JP: I wanted to attend the American Association of the Colleges of Pharmacy (AACP) conference in late July to network with colleagues from all over the United States. The conference was very useful for my project. Unlike the EU version which does not have decision-making authority, the conversations that occur at AACP become recommendations and then guidelines for schools of pharmacy. There are new accreditation standards and I look forward to seeing in December how the process I observed influenced the outcome. Smaller countries, like Serbia, are trying to figure out whether to adopt national standards for pharmacy education or collaborate with other EU countries and create regional standards. It’s an area that needs more research.

SG: What was the academic highlight for you?

JP: I was very interested in faculty development and was able to meet with colleagues in the Department of Pharmacy to learn more. I’ve attended the Teaching Certificate Program in Pharmacy Education and was able to experience active learning first hand. To me, this is a way to transform our teaching – involving the students in their own learning more than through traditional lectures. When I return to Belgrade, I will work with my colleagues to introduce this approach to our courses. I will also work to establish the Teaching in Pharmacy Education program for faculty and preceptors at the University of Belgrade and look forward to continuing my collaboration with colleagues from UW School of Pharmacy on the development and delivery of the relevant curricula.

SG: How do you think the students will respond to a different approach to teaching?

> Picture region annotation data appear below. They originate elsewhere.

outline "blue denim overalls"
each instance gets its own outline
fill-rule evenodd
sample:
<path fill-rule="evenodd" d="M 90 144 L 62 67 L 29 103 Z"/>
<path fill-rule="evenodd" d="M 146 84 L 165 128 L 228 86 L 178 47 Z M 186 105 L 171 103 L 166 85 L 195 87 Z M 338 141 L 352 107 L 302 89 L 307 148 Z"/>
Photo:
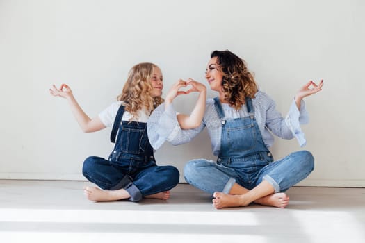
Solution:
<path fill-rule="evenodd" d="M 102 189 L 124 188 L 133 201 L 175 187 L 179 178 L 177 169 L 156 165 L 146 123 L 121 122 L 124 111 L 124 106 L 121 106 L 115 117 L 111 135 L 112 142 L 115 142 L 116 131 L 118 133 L 108 160 L 96 156 L 88 158 L 83 167 L 85 177 Z"/>
<path fill-rule="evenodd" d="M 198 159 L 184 168 L 186 181 L 213 194 L 228 194 L 234 183 L 251 190 L 266 180 L 275 192 L 284 192 L 307 177 L 314 168 L 311 154 L 306 151 L 291 153 L 273 162 L 254 117 L 251 99 L 246 99 L 248 116 L 225 118 L 218 97 L 215 107 L 221 121 L 222 135 L 217 162 Z"/>

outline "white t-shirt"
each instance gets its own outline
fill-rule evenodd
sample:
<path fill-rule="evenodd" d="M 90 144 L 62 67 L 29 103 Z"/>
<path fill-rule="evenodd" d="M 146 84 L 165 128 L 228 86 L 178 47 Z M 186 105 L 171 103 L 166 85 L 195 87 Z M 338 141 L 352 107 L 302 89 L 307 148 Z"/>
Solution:
<path fill-rule="evenodd" d="M 122 104 L 122 101 L 115 101 L 113 102 L 111 105 L 110 105 L 108 107 L 107 107 L 104 110 L 99 113 L 99 118 L 100 118 L 100 120 L 104 124 L 105 126 L 112 126 L 114 120 L 115 119 L 115 116 L 117 115 L 117 112 L 118 112 L 118 109 Z M 148 120 L 148 117 L 149 117 L 147 115 L 147 112 L 145 110 L 140 110 L 138 112 L 138 119 L 136 119 L 135 118 L 131 120 L 131 122 L 145 122 L 147 123 L 147 121 Z M 122 121 L 128 121 L 129 122 L 129 119 L 131 117 L 131 115 L 127 112 L 127 110 L 124 110 L 124 113 L 123 114 L 123 117 L 122 118 Z"/>

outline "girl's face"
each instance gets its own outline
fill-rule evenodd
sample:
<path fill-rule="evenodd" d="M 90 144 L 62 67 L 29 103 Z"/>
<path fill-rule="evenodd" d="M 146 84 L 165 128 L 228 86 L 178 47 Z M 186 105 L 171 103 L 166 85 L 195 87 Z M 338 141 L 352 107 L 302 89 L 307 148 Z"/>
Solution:
<path fill-rule="evenodd" d="M 205 78 L 206 78 L 212 90 L 221 92 L 223 74 L 219 71 L 219 68 L 220 66 L 217 64 L 217 57 L 212 58 L 206 66 Z"/>
<path fill-rule="evenodd" d="M 159 67 L 154 67 L 152 74 L 149 78 L 149 82 L 152 85 L 154 90 L 152 97 L 161 97 L 162 95 L 162 89 L 163 88 L 162 72 Z"/>

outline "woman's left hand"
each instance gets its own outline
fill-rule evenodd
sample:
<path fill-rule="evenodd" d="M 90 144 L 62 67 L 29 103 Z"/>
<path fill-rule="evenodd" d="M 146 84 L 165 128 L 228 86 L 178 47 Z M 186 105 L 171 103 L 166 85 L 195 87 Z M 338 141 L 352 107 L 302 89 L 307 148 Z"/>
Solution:
<path fill-rule="evenodd" d="M 295 103 L 297 104 L 297 106 L 298 109 L 300 107 L 300 101 L 306 97 L 308 97 L 309 95 L 312 95 L 314 94 L 316 94 L 321 90 L 322 90 L 322 87 L 323 86 L 323 80 L 321 80 L 319 82 L 319 84 L 317 85 L 316 83 L 313 82 L 313 81 L 310 81 L 309 82 L 307 83 L 305 85 L 302 87 L 300 90 L 299 90 L 295 94 L 295 97 L 294 98 L 294 100 L 295 101 Z"/>
<path fill-rule="evenodd" d="M 302 99 L 304 97 L 316 94 L 316 92 L 322 90 L 322 87 L 323 86 L 323 80 L 321 80 L 319 82 L 319 84 L 317 85 L 316 83 L 313 82 L 311 80 L 308 82 L 305 85 L 302 87 L 299 90 L 295 95 L 295 97 Z"/>

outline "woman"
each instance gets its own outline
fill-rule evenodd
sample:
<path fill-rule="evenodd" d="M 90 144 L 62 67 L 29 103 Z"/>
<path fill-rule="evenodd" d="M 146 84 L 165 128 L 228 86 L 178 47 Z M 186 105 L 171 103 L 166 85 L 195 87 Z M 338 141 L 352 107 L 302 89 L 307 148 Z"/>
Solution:
<path fill-rule="evenodd" d="M 286 207 L 289 197 L 284 192 L 311 172 L 314 158 L 300 151 L 274 161 L 268 150 L 274 142 L 272 133 L 284 139 L 295 137 L 301 146 L 305 144 L 300 124 L 307 122 L 308 115 L 302 99 L 321 90 L 323 81 L 303 86 L 284 119 L 275 102 L 259 90 L 245 62 L 232 52 L 211 53 L 206 78 L 218 96 L 206 101 L 200 126 L 181 129 L 173 106 L 161 105 L 147 124 L 152 146 L 157 149 L 165 140 L 174 145 L 188 142 L 206 126 L 217 161 L 188 162 L 184 168 L 186 181 L 213 194 L 216 208 L 252 202 Z"/>

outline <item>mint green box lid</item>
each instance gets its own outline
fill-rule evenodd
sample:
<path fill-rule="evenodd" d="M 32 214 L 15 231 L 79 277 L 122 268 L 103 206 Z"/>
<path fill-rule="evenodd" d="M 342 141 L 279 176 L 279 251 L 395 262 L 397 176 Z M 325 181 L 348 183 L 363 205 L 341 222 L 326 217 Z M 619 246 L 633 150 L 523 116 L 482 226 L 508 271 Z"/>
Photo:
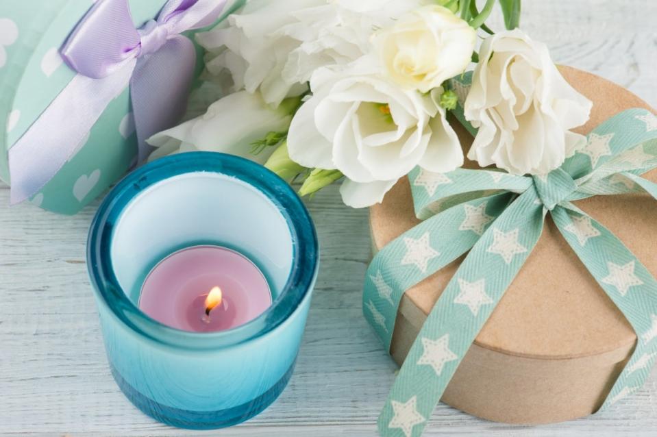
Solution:
<path fill-rule="evenodd" d="M 106 1 L 106 0 L 98 0 Z M 129 1 L 135 27 L 157 17 L 166 0 Z M 218 0 L 219 1 L 219 0 Z M 234 9 L 227 3 L 221 19 Z M 241 3 L 243 2 L 238 1 Z M 92 0 L 21 0 L 0 3 L 0 178 L 10 184 L 7 151 L 75 75 L 59 49 L 93 5 Z M 199 49 L 200 53 L 200 49 Z M 203 68 L 197 58 L 197 73 Z M 107 107 L 84 145 L 31 202 L 74 214 L 134 164 L 137 138 L 129 90 Z"/>

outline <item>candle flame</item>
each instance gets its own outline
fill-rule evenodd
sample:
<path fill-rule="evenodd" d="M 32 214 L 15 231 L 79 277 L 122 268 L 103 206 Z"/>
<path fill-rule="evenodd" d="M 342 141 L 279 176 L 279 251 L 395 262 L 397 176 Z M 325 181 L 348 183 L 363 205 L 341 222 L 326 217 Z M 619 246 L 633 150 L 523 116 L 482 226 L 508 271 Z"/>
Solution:
<path fill-rule="evenodd" d="M 208 293 L 206 297 L 206 315 L 210 316 L 210 312 L 216 306 L 221 304 L 221 300 L 223 296 L 221 293 L 221 289 L 219 287 L 212 287 L 212 289 Z"/>

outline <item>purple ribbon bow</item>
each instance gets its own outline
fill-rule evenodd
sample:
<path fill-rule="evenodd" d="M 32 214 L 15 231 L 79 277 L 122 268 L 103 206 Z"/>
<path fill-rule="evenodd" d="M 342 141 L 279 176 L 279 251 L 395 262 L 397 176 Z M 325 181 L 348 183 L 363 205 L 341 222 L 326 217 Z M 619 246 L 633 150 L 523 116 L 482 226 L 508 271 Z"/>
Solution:
<path fill-rule="evenodd" d="M 194 45 L 181 33 L 214 23 L 225 0 L 169 0 L 135 29 L 127 0 L 99 0 L 60 53 L 77 75 L 9 151 L 11 202 L 36 195 L 86 142 L 107 105 L 129 85 L 139 145 L 182 116 L 194 76 Z"/>

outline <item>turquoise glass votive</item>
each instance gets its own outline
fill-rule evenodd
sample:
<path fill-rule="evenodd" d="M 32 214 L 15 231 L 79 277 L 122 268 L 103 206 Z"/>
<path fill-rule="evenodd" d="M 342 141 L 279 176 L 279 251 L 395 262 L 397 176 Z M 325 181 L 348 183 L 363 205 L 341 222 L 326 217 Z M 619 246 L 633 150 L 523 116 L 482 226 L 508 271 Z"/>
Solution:
<path fill-rule="evenodd" d="M 161 260 L 195 246 L 250 259 L 272 294 L 263 314 L 216 332 L 179 330 L 138 308 Z M 310 215 L 288 184 L 243 158 L 175 155 L 126 177 L 91 225 L 88 265 L 110 367 L 138 408 L 179 427 L 243 422 L 289 380 L 319 267 Z"/>

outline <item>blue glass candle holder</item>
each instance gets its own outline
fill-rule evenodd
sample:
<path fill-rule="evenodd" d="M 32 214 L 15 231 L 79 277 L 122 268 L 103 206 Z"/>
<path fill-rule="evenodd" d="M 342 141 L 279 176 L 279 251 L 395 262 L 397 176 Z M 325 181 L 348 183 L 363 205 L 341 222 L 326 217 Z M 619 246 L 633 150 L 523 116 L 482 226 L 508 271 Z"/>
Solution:
<path fill-rule="evenodd" d="M 218 245 L 266 276 L 273 304 L 223 332 L 182 331 L 139 310 L 154 266 Z M 91 225 L 88 265 L 107 355 L 127 398 L 156 419 L 201 429 L 258 414 L 282 392 L 299 350 L 319 266 L 317 235 L 294 191 L 243 158 L 191 152 L 149 163 L 108 195 Z"/>

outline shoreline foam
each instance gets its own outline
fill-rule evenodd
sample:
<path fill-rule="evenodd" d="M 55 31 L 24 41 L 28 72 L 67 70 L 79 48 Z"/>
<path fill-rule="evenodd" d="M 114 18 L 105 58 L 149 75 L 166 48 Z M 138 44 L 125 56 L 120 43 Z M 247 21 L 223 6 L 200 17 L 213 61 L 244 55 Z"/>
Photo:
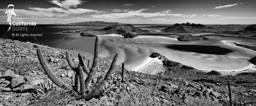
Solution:
<path fill-rule="evenodd" d="M 229 43 L 228 42 L 231 42 L 232 43 L 233 43 L 235 42 L 231 42 L 231 41 L 230 41 L 230 40 L 221 40 L 221 41 L 222 42 L 223 42 L 224 43 L 227 44 L 228 44 L 228 45 L 232 45 L 232 46 L 234 46 L 234 47 L 239 47 L 239 48 L 240 48 L 245 49 L 245 50 L 249 50 L 249 51 L 252 51 L 252 52 L 256 53 L 256 51 L 255 51 L 254 50 L 250 50 L 250 49 L 247 49 L 247 48 L 245 48 L 245 47 L 242 47 L 238 46 L 237 46 L 237 45 L 232 45 L 232 44 Z"/>

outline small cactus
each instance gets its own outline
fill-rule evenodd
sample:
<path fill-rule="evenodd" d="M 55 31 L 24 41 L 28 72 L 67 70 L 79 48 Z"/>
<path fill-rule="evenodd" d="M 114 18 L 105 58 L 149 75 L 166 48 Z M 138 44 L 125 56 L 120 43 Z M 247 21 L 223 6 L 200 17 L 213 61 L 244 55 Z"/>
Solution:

JP: I think it will be difficult at first, but in the long run, I think they will see the benefits of this approach. I plan to share these techniques with my colleagues too, so they can incorporate them into their classrooms. The connections I made here are so important to me and I would like to continue and extend this collaboration between Southeastern Europe and the Pacific Northwest.

SG: What surprised you about your time here in Seattle?

JP: Seattle is such an exciting place with state of the art technology – one student wore Google glasses. My apartment building had a drone flying outside its windows a few weeks ago and it was all over the news. I was fascinated with all the different scientific research stories on UW Today email. Seattle is a beautiful, international city – Seattleites are very modest about how wonderful it is!